Impact on Productivity
On the whole, use of recreational substances is believed to increase worker absenteeism, “presenteeism” (that is, being present at the workplace but unable to function at full capacity), and injury in the workplace. Clearly, all of these issues decrease productivity and present significant concerns for safety-sensitive tasks, where impairment can increase the risk of harm to self or others.
An excellent discussion of marijuana use in the workplace can be found in the American College of Occupational and Environmental Medicine’s position paper on the subject, which can be found at here: https://www.acoem.org/uploadedFiles/Public_Affairs/Policies_And_Position_Statements/Guidelines/G uidelines/Marijuana%20JointGuidance%202015.pdf
Effects of Legalization of Medical or Recreational Use of Marijuana
At the time of writing, marijuana laws are in a state of flux, with multiple states legalizing it for medical use only and a growing number of states legalizing it recreationally.
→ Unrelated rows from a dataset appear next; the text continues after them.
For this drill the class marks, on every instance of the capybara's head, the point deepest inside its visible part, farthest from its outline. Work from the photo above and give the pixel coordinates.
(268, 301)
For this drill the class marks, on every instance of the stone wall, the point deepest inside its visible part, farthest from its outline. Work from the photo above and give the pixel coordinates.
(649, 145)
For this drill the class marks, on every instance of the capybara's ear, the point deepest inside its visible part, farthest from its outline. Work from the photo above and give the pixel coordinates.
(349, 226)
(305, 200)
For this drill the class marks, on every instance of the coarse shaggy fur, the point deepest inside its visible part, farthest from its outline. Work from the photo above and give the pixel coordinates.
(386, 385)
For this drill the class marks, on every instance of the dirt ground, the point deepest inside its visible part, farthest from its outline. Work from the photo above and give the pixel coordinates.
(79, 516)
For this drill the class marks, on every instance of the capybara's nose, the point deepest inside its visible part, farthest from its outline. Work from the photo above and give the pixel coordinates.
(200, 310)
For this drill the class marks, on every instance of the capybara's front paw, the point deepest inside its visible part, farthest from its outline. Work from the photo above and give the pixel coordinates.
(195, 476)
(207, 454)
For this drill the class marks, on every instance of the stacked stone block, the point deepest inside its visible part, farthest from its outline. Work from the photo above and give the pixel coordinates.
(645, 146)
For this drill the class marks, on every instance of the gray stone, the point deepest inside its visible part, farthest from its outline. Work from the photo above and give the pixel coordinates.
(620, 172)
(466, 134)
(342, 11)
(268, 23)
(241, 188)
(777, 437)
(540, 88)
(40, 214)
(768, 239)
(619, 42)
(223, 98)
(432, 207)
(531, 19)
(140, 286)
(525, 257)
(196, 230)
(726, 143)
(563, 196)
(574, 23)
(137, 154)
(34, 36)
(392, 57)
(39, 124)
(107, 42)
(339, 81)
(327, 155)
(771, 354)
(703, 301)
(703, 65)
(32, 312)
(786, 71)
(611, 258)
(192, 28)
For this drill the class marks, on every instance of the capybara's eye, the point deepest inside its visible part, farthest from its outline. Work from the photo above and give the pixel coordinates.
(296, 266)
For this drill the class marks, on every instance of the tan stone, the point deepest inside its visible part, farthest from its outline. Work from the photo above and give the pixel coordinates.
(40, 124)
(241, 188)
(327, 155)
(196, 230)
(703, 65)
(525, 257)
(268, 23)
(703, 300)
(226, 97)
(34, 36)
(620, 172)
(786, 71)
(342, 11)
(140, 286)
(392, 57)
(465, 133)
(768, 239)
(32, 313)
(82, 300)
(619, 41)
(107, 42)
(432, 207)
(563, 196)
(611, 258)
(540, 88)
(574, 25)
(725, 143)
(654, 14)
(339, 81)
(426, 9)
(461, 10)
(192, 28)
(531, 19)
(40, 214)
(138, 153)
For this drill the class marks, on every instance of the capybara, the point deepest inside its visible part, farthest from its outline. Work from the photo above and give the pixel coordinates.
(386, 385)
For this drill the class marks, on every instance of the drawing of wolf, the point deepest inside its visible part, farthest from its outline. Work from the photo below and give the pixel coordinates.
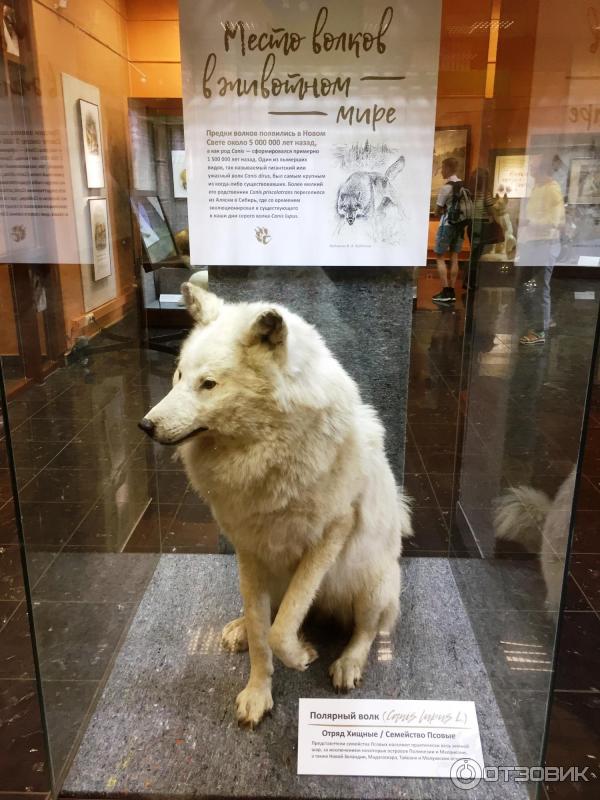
(367, 194)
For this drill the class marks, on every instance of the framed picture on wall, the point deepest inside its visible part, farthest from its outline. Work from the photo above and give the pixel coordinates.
(157, 237)
(10, 39)
(179, 173)
(449, 143)
(92, 144)
(100, 237)
(511, 175)
(584, 182)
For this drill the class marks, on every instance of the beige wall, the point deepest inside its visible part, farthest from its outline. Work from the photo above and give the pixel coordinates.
(88, 40)
(153, 39)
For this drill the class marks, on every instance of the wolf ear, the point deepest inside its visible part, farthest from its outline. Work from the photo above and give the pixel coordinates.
(203, 306)
(268, 328)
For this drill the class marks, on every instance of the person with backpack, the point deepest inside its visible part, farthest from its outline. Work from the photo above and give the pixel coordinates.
(455, 209)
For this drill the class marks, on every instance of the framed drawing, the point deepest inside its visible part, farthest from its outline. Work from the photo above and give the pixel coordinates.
(179, 173)
(584, 182)
(100, 237)
(449, 143)
(157, 237)
(10, 39)
(92, 144)
(511, 175)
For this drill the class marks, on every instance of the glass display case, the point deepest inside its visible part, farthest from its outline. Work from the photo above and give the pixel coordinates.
(421, 183)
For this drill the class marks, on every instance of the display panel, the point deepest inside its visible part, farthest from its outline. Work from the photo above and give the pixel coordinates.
(309, 132)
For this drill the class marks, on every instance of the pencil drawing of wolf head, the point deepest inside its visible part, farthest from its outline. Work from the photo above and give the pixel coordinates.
(365, 194)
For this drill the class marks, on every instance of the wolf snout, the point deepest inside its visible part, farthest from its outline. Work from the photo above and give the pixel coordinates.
(147, 426)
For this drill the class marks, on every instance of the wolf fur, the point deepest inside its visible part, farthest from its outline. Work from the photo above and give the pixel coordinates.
(365, 194)
(275, 437)
(541, 525)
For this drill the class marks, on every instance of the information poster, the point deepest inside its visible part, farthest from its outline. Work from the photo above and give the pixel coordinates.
(309, 130)
(409, 738)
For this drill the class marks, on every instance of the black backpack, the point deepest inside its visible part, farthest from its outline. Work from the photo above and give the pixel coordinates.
(460, 205)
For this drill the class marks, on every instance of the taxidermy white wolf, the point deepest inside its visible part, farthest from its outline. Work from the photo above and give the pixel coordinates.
(274, 436)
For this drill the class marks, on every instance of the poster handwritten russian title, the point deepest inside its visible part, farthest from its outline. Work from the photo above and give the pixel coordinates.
(309, 131)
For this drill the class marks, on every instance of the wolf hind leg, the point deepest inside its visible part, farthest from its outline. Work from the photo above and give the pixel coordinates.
(374, 612)
(346, 671)
(234, 637)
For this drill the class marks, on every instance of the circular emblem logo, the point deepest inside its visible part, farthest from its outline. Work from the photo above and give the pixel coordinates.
(466, 773)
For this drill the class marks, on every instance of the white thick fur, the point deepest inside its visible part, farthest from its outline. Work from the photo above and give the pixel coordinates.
(292, 464)
(529, 517)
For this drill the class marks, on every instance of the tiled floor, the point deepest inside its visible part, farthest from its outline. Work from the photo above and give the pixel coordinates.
(91, 486)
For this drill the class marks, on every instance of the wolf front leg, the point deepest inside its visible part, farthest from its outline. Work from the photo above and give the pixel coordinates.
(305, 583)
(253, 702)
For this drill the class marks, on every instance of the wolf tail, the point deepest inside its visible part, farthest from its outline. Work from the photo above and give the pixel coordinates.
(395, 169)
(519, 517)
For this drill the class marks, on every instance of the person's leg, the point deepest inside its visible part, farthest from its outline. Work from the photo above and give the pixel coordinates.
(546, 298)
(442, 271)
(441, 248)
(453, 269)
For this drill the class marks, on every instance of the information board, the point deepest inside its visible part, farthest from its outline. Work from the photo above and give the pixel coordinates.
(309, 130)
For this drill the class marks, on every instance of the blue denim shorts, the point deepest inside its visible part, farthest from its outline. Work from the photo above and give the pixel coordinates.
(448, 238)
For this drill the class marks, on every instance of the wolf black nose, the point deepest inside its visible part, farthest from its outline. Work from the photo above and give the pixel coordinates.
(147, 426)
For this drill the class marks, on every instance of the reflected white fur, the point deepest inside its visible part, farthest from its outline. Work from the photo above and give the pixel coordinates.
(294, 469)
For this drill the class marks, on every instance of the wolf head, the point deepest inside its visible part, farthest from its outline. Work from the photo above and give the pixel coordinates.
(353, 201)
(225, 370)
(242, 369)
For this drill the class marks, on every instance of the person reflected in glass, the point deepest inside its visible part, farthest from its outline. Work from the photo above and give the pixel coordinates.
(449, 238)
(483, 229)
(538, 248)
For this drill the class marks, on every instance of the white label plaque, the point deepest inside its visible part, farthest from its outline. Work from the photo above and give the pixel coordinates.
(408, 738)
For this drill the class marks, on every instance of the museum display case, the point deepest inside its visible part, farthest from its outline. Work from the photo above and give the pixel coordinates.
(301, 156)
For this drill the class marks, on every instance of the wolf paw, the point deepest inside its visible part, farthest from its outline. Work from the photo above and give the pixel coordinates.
(234, 637)
(346, 673)
(294, 653)
(251, 705)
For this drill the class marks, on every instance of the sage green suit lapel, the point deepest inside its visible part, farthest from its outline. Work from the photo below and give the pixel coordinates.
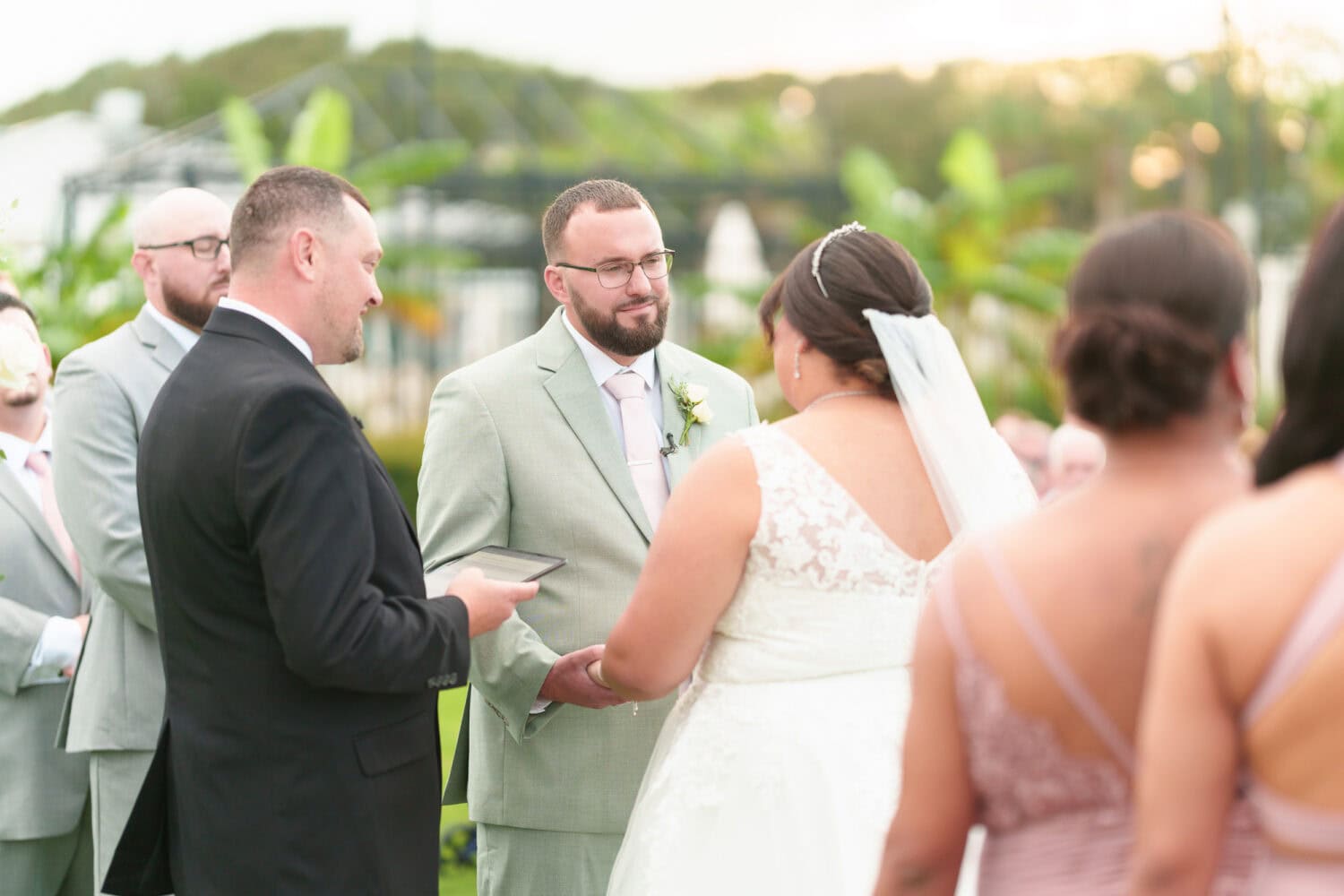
(574, 392)
(13, 495)
(158, 341)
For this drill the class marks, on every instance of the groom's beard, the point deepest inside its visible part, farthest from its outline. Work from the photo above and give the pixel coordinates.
(194, 311)
(607, 331)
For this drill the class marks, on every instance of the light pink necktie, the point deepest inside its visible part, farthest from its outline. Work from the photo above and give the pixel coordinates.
(39, 463)
(642, 445)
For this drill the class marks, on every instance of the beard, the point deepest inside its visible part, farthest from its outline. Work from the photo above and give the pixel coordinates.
(22, 398)
(193, 312)
(355, 347)
(607, 331)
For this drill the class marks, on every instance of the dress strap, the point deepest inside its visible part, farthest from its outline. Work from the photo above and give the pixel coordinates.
(1316, 624)
(949, 614)
(1048, 653)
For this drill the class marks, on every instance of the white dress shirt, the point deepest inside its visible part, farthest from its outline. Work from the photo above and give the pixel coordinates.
(59, 643)
(295, 339)
(182, 335)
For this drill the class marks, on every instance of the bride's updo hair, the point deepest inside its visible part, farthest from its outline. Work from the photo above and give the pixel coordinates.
(859, 269)
(1153, 306)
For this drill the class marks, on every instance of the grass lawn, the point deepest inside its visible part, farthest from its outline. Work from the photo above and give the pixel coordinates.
(453, 882)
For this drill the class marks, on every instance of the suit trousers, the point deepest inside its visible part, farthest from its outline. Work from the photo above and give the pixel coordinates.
(521, 861)
(48, 866)
(115, 778)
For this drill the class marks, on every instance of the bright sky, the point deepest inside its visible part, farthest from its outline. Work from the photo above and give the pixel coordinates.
(51, 42)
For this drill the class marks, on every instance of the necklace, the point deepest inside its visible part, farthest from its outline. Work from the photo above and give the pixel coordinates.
(827, 397)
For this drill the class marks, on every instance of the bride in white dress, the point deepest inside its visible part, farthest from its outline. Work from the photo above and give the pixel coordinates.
(788, 573)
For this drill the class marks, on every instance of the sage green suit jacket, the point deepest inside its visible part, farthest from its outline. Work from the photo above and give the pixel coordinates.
(521, 452)
(104, 394)
(42, 788)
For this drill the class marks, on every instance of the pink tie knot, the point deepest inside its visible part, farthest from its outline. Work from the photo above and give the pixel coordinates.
(39, 463)
(625, 384)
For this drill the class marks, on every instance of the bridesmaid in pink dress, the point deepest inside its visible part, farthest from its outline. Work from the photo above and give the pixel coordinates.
(1250, 646)
(1030, 665)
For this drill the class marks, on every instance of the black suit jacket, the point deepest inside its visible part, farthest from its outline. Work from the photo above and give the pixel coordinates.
(300, 745)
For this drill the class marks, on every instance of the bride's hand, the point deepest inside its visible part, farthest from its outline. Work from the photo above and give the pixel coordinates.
(594, 670)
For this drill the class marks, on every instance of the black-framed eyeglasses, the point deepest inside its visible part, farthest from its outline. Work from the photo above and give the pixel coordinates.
(613, 274)
(203, 247)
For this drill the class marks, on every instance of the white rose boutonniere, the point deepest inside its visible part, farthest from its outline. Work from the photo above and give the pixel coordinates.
(21, 357)
(693, 401)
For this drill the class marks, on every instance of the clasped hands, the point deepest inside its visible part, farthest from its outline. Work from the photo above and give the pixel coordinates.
(577, 678)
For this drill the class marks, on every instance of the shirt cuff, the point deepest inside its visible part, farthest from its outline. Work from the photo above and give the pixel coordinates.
(56, 648)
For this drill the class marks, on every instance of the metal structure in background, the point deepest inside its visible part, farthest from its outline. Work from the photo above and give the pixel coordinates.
(502, 188)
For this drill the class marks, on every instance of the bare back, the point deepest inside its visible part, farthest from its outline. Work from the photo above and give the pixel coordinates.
(1296, 538)
(1089, 570)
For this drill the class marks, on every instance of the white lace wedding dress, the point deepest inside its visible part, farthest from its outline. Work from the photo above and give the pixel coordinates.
(779, 769)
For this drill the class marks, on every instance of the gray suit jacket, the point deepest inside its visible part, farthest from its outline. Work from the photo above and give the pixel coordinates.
(104, 392)
(42, 788)
(521, 452)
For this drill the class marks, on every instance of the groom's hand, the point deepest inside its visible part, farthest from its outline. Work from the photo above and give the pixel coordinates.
(569, 681)
(489, 602)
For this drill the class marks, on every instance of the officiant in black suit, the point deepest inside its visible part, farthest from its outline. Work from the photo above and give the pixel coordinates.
(300, 745)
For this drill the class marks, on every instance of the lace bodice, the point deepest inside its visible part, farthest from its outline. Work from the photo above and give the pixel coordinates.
(824, 591)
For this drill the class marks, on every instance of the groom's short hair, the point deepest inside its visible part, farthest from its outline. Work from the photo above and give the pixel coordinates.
(281, 199)
(605, 195)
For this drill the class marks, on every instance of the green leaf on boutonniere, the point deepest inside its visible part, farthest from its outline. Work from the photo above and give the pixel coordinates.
(691, 400)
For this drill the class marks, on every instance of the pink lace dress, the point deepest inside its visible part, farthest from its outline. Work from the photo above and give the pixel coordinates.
(1285, 820)
(1056, 823)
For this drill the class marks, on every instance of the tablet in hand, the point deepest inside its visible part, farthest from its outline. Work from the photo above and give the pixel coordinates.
(504, 564)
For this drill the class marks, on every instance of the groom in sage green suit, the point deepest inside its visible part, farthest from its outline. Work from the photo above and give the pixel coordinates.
(531, 449)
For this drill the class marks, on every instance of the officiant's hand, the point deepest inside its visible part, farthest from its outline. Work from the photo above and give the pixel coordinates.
(569, 681)
(489, 602)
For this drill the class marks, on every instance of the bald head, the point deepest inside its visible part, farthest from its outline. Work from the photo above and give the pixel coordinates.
(179, 214)
(180, 254)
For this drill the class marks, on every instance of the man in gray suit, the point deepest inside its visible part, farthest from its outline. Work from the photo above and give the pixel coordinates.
(553, 445)
(104, 392)
(45, 839)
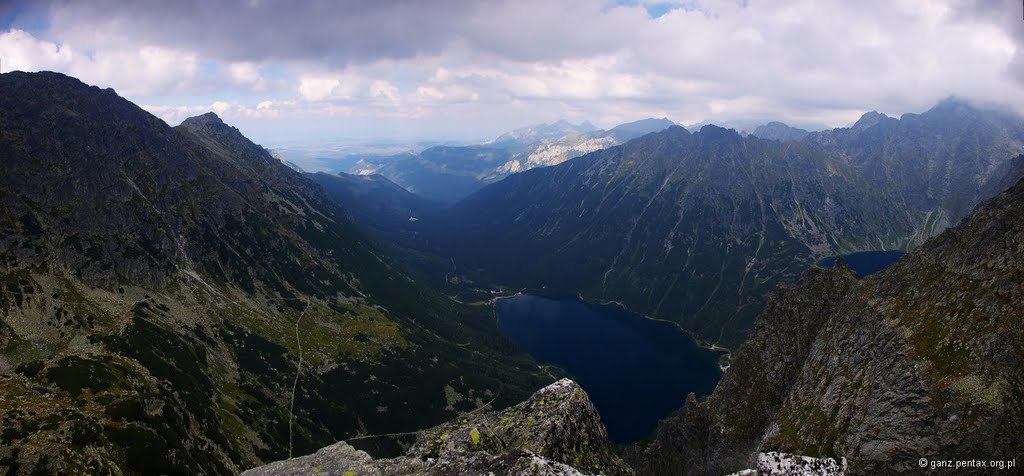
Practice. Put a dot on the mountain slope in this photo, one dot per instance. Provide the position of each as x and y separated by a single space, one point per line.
374 201
446 174
779 131
690 227
943 161
697 228
923 360
178 301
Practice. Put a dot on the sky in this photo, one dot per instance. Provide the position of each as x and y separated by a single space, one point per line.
452 70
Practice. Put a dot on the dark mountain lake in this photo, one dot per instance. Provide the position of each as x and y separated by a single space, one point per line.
865 262
636 371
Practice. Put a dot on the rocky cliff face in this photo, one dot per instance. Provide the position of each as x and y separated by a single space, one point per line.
923 360
698 228
177 301
555 432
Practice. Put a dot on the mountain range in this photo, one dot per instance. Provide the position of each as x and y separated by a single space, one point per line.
920 362
178 301
698 227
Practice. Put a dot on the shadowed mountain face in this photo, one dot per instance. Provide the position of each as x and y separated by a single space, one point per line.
923 360
697 228
176 300
779 131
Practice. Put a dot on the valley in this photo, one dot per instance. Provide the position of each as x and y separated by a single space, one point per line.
511 238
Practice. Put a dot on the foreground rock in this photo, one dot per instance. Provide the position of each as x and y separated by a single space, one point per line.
921 362
556 432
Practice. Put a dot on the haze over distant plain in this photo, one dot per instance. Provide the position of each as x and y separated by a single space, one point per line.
470 70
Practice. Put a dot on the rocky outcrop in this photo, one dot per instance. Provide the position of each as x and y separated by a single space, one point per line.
923 360
555 432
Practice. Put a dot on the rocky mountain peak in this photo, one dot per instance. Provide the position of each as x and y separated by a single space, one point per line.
868 120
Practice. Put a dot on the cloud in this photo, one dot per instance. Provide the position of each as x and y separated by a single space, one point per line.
492 65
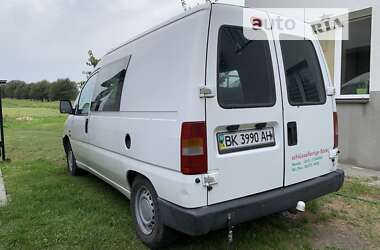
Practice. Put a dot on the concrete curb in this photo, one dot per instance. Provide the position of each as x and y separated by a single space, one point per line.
354 171
3 194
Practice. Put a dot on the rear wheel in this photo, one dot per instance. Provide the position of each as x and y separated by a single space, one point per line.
146 215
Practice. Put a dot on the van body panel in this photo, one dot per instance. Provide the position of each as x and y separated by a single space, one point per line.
251 171
167 66
160 92
310 157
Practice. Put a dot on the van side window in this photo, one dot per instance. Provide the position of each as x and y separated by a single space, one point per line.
84 101
304 79
109 86
245 71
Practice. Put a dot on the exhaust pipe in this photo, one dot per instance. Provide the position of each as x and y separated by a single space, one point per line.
301 206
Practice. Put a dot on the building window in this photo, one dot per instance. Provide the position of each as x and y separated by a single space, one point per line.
355 56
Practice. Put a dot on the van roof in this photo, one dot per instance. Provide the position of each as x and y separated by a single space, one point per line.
159 26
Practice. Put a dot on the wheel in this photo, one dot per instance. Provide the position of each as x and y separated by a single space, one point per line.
146 215
71 163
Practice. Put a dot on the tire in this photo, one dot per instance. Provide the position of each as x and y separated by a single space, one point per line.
146 215
72 167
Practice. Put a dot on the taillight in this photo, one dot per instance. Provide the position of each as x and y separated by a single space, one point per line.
193 148
336 137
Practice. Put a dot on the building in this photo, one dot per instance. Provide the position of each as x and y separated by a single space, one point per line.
355 69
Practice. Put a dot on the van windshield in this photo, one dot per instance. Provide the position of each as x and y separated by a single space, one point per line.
245 71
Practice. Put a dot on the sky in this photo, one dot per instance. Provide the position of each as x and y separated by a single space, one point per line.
49 39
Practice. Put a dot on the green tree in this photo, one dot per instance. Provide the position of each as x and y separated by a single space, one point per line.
11 87
63 89
40 91
92 62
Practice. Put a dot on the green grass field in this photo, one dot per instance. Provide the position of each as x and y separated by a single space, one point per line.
49 209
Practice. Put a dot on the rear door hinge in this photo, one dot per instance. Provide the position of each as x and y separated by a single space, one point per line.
331 91
205 92
210 179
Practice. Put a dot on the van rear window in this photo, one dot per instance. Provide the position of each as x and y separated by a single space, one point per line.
304 80
245 71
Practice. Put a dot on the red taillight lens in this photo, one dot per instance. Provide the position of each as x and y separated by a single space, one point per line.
336 137
193 148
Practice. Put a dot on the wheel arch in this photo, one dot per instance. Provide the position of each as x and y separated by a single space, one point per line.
66 143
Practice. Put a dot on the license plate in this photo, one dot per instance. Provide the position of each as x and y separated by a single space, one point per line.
245 140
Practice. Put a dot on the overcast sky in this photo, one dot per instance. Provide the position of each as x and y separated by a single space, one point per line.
49 39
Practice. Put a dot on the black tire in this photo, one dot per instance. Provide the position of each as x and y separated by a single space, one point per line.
72 167
157 235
It is therefore important to be clear about the laws that apply to the place of a provider’s practice, not only for the provider but also for the entity ordering the drug screen. Workers being tested must also be made clearly aware of the corporate policies concerning marijuana. Regardless of marijuana’s legality, in some states, employers can require that their employees be free of evidence of marijuana use as a condition of ongoing employment. In other states, the law forbids workplace policies that regulate outside behavior. Given the persistence of the markers of drug use beyond the point of clear intoxication or apparent impairment, drug testing in the workplace becomes much more complex in those states: blood tests are required to document intoxication or impairment. Determining that a tested individual is intoxicated or impaired also requires agreed-upon standards to indicate intoxication or impairment, something that is lacking for most drugs.
Complicating this issue further, the federal government and its agencies have ruled that certain professions (including pilots, school bus drivers, truck drivers, train engineers, subway operators, aircraft maintenance personnel, transit fire-armed security personnel, ship captains, and pipeline emergency response personnel, among others) must test negative for marijuana use, no matter what state is involved or that state’s laws about marijuana use. For health care personnel seeking to understand these highly variable laws, state departments of public health or legislature websites are a good starting point.